I have found (working in camera sales) the Nikkor G lenses are pretty crappy construction-wise in general but I might consider moving up to a better Nikkor lens.


----------



## maxmg (Sep 1, 2006)

Well, in an ideal world I would get the Nikon 18-200mm VR.  ($700)

However, I am on a budget and can only afford a lens that doesn't have the same quality.  Out of the ones I mentioned which lens would you recommend I buy?  Or, is there a lens of the same pricerange (or a little more)  which I failed to mention which would probably be a better choice?

Thanks for the help!


----------



## dsp921 (Sep 1, 2006)

Well, an ideal lens would really be the 70-200 f/2.8 VR, but that's another story.
I don't know anything about the Sigma, but I would recommend the 70-300 ED over the G.  It is built infinitely better and is slightly better optically.  I've had both and gave the G away after a couple of uses.  Kept the ED a little longer.


----------



## PlasticSpanner (Sep 1, 2006)

Having just bought the Sigma for my Canon I can say I quite like it, although I don't have the Nikon lens to compare it against.
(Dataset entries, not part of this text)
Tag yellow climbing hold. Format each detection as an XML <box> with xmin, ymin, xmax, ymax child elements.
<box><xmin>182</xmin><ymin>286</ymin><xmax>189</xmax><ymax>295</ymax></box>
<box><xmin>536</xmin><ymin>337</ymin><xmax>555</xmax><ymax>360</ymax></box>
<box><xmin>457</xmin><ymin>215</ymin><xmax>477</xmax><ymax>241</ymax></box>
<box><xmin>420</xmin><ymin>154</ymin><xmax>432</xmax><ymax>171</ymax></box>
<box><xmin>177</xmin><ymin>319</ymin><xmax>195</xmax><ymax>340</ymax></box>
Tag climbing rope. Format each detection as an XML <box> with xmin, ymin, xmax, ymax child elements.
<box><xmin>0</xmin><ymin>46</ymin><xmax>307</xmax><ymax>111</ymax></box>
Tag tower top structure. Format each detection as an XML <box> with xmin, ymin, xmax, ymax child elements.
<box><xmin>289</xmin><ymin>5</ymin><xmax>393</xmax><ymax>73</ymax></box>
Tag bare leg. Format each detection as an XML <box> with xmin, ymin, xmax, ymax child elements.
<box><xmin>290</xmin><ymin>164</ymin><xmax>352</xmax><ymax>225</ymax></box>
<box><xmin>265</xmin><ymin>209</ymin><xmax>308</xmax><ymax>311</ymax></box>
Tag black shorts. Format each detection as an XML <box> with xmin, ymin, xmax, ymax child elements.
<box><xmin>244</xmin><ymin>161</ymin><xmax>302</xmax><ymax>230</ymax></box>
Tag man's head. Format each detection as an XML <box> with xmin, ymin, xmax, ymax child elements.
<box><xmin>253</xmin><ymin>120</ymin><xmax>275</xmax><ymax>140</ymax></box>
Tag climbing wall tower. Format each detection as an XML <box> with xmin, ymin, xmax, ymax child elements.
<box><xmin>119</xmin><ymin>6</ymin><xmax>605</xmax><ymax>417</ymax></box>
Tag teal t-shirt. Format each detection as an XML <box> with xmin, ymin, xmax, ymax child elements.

Not sure about the Nikno lens but the Sigma is also a macro lens between 200-300mm and feels quite well made.:thumbup:


----------



## maxmg (Sep 1, 2006)

dsp921 said:
			
		

> I don't know anything about the Sigma, but I would recommend the 70-300 ED over the G. It is built infinitely better and is slightly better optically. I've had both and gave the G away after a couple of uses. Kept the ED a little longer.



Well, judging by these reviews I'd say I'd probably be better off with the G because the difference isnt that great and save more money.  http://www.kenrockwell.com/nikon/70300af.htm
http://www.kenrockwell.com/nikon/70300g.htm

Or are those reviews bad?

I have also been told sigmas arent that great construction-wise... but are they any worse than a cheap nikon lens?

Thanks for the recommendations!


----------



## dsp921 (Sep 1, 2006)

maxmg said:
			
		

> Well, judging by these reviews I'd say I'd probably be better off with the G because the difference isnt that great and save more money.  http://www.kenrockwell.com/nikon/70300af.htm
> http://www.kenrockwell.com/nikon/70300g.htm
> 
> Or are those reviews bad?
> ...


I would take those reviews with a grain of salt.  There are better places to get lens info. Go to Bjorn Rorslett's site, he actually uses the lenses he talkes about.  Rockwell always seems to recommend the cheapest stuff over the higher priced gear, not sure why.  I've had both lenses and there is a difference.
Here's a link to Bjorn's site http://www.naturfotograf.com/lens_surv.html#top1


----------



## maxmg (Sep 1, 2006)

Thanks for the link, but it seems to me that that guy only reveiws the more expensive lenses and I cant seem to find the ones I am looking at buying being reviewed by him.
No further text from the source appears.